According to Stuart M. Butler and David B. Mulhausen, it is not easy.
the task of mimicking and scaling up programs that work is not so straightforward. Success is never a simple matter of easily traceable cause and effect, and even the people who have achieved a breakthrough often cannot pinpoint exactly what worked and why. Social outcomes have an impossibly complex array of causes, and the circumstances that characterize one place are rarely identical — and are often not even very similar — to those found elsewhere. A seemingly successful preschool program in Chicago may fail in Atlanta, even if it is reproduced virtually identically, because of differences, both large and small, between the two cities.
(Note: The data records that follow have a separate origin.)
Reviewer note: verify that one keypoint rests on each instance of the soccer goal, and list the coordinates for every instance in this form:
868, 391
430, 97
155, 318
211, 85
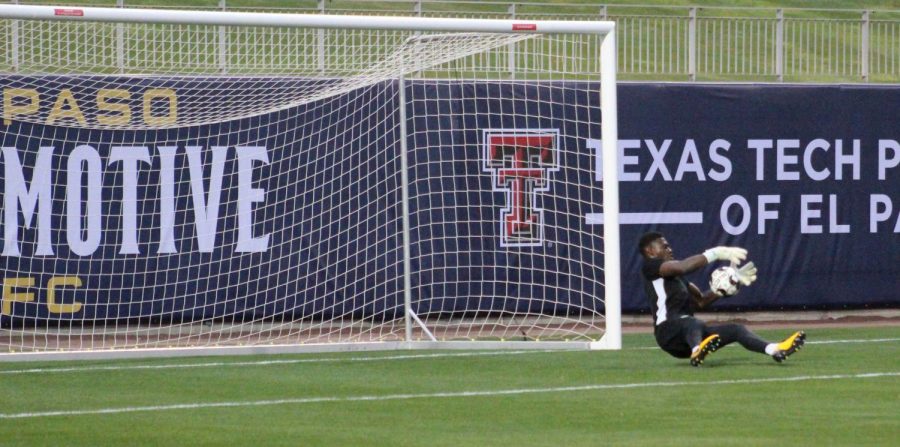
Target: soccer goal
198, 183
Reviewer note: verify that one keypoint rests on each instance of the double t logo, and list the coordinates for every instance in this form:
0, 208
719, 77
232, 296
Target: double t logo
520, 162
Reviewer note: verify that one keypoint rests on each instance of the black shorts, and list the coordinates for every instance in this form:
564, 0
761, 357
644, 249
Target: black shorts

I think that a big problem is that success can be mis-measured in the first place. For example, the authors write,
Early-childhood education offers a good example of such pitfalls. Head Start, a federal program that funds preschool initiatives for the poor, was based on a modest number of small-scale, randomized experiments showing positive cognitive outcomes associated with preschool intervention. These limited evaluations helped trigger expenditures of over $200 billion since 1965. Yet the scaled-up national program never underwent a thorough, scientifically rigorous evaluation of its effectiveness until Congress mandated a study in 1998. Even then, the publication of the study’s results (documenting the program’s effects as measured in children in kindergarten, first grade, and third grade) was delayed for four years after data collection was completed. When finally released, the results were disappointing, with almost all of the few, modest benefits associated with Head Start evaporating by kindergarten. It seems the program had been running for decades without achieving all that much. Worse yet, the scant evidence of success has not stopped Head Start’s budget from continuing to swell: The program cost $8 billion last year.
In the private sector, if a firm gets off to a promising start but then founders, it sinks. Government programs keep right on going. This is one of the issues that I will be raising when I discuss a new book at Cato on Thursday. I will offer an even more pessimistic take than the authors of the article or the author of the book.